Bu örneklerden anlaşılacağı gibi kent uzamı yaşanmışlıkların korunmasını amaç edinir. Tabii ölülerin hatırasını da. 1933’te gasp edilen Surp Agop Mezarlığı’nı hatırlayın. Yol açılmak bahanesiyle mezarlığın üzerine sonradan Divan, Hilton ve Hyatt Regency otelleri, Gezi Parkı, TRT İstanbul Radyosu ve Harbiye Askeri Müzesi inşa edildiğini bir çok eski İstanbullu bilir. Bilmeyenler de Tamar Nalcı ve Emre Can Dağlıoğlu’nun bu gaspın hikâyesini tüm yönleriyle anlattığı ders verici yazısını internetten bulup okusun. Peki yaşanmışlıklara saygısı olmayanın ölülere saygı duyması beklenebilir mi? Şüphesiz hayır.
2005’te İzmir Alsancak Stadı’nda ışıklandırma direkleri için çukur kazılırken iskeletlere rastlanması beni şaşırtmamıştı. Çünkü daha 1930’lu yıllarda bile bugünkü açık tribünün bulunduğu yerde eski bir Rum mezarlığının kalıntıları hâlâ duruyordu. Zaten bir zamanlar İzmir’in en ünlü takımlarından olup şimdi hayatını Atina’da idame ettiren Panionios’un maçlarını orada oynadığı sırada bile o mevkide eski bir mezarlık bulunduğu biliniyordu. Ayrıca biraz ilerideki Darağacı denilen bölgenin adı da zamanında İzmir derebeyi Katipoğlu Mehmet Bey'in bölgede birkaç kişiyi asarak idam etmesi yüzünden geliyordu. Zaten bölgenin eski adı da Rumca Ölüler Ülkesi manasına gelen Mortakia’dır. Bugün bile İzmir’de Ege Mahallesi’nde yaşayan Romanlar mahallenin resmi adını kullanmazlar ve yaşadıkları yere Mortake derler. Şu aralar Mortake’nin encamını soracak olursanız eğer şöyle derim: Kentsel dönüşüm planında. Direkt hükümetle de ilgisi yoktur. Yerel yönetimin ileri dönük planlarında artık iyice şehrin merkezinde kalmış bu kadim mahalle yıkılacaktır. Kent uzamı demiştik değil mi? Sulukule’yi hatırlayın.

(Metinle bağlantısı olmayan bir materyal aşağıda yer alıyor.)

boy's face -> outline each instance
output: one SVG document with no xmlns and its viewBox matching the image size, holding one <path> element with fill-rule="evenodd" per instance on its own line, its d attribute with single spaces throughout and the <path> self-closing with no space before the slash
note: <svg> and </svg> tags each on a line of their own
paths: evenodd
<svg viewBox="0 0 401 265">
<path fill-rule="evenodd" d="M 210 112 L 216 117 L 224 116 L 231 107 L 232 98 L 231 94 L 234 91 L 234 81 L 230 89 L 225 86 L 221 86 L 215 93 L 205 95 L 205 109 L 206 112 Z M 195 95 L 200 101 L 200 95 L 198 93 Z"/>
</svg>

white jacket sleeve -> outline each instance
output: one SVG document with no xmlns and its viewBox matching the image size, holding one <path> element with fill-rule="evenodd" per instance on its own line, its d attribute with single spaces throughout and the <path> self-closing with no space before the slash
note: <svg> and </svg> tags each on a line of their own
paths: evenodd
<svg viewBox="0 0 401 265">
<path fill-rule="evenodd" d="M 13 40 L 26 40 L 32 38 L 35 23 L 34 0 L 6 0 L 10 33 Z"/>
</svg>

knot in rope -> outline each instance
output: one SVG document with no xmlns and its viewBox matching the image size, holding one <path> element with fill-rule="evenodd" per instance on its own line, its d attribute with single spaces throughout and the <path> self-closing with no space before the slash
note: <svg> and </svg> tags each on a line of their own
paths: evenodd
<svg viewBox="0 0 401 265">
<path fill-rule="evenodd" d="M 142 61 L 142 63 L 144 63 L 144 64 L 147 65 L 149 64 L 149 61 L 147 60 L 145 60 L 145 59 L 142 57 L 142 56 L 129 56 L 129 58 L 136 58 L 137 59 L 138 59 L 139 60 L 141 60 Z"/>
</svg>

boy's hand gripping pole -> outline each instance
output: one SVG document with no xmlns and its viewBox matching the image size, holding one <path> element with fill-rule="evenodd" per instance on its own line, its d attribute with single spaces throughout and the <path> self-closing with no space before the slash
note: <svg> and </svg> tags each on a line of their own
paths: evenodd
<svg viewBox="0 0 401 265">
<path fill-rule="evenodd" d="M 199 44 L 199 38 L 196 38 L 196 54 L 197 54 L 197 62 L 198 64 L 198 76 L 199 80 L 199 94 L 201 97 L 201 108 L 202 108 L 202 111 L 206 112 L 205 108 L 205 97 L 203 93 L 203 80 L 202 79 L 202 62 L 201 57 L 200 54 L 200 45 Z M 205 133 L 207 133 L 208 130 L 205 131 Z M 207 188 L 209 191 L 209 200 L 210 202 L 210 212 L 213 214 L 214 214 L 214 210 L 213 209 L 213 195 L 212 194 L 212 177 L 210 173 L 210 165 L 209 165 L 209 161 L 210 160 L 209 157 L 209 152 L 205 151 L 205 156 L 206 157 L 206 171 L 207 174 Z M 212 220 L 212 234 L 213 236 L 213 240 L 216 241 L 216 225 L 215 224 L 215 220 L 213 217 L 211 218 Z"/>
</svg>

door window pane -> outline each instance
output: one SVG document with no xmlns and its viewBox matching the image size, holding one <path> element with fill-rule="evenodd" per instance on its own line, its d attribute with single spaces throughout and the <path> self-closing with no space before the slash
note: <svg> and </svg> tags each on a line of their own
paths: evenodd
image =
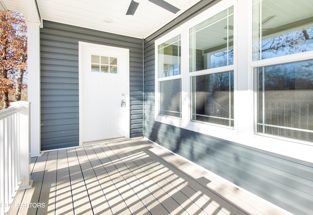
<svg viewBox="0 0 313 215">
<path fill-rule="evenodd" d="M 158 78 L 180 74 L 180 35 L 158 46 Z"/>
<path fill-rule="evenodd" d="M 117 59 L 116 58 L 91 55 L 92 72 L 117 73 Z"/>
<path fill-rule="evenodd" d="M 234 126 L 233 71 L 192 78 L 193 120 Z"/>
<path fill-rule="evenodd" d="M 180 78 L 159 82 L 159 114 L 181 117 L 181 92 Z"/>
<path fill-rule="evenodd" d="M 256 69 L 257 132 L 313 141 L 313 60 Z"/>
<path fill-rule="evenodd" d="M 231 7 L 190 28 L 190 72 L 233 65 L 233 13 Z"/>
<path fill-rule="evenodd" d="M 313 4 L 253 0 L 253 60 L 313 50 Z"/>
</svg>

2012 Mayıs’ında Alsancak Stadı’nın yıkılıp yerine AVM yapılmaması için İzmir’deki bütün taraftarları kapsayacak bir direniş örgütlenmişti. O günlerde kentin düşman kardeşleri Altaylılar, Göztepeliler ve birçok kulübün taraftarları bir araya gelmiş, bu bellek silinmesi girişimine karşı tavır almış, yan yana yürümüştük. 60’lı ve 70’li yıllarda Altay ve Göztepe’de futbol oynamış iki efsane futbolcuyla Alsancak Stadı’nda röportaj yapıp ulusal kanallardaki canlı yayınlara çıkarmıştık. Yaşları 70’e yakın olan iki usta futbolcu yeşil çimler üzerinde hatıralarını nakletmişlerdi.[1] Geçen yılki duygularımı şöyle ifade etmiştim kişisel günlüğümde:
“Gençliğimizi Alsancak Stadı'nın tribünlerine gömdük vaktiyle. Göztepeliler sarı-kırmızı, biz Altaylılar siyah-beyaz bir bayrakla örttük üstünü... Şimdi gelmişler gençliğimizin ve ölmüşlerimizin ruhlarının üstüne alış veriş merkezi dikmek istiyorlar...”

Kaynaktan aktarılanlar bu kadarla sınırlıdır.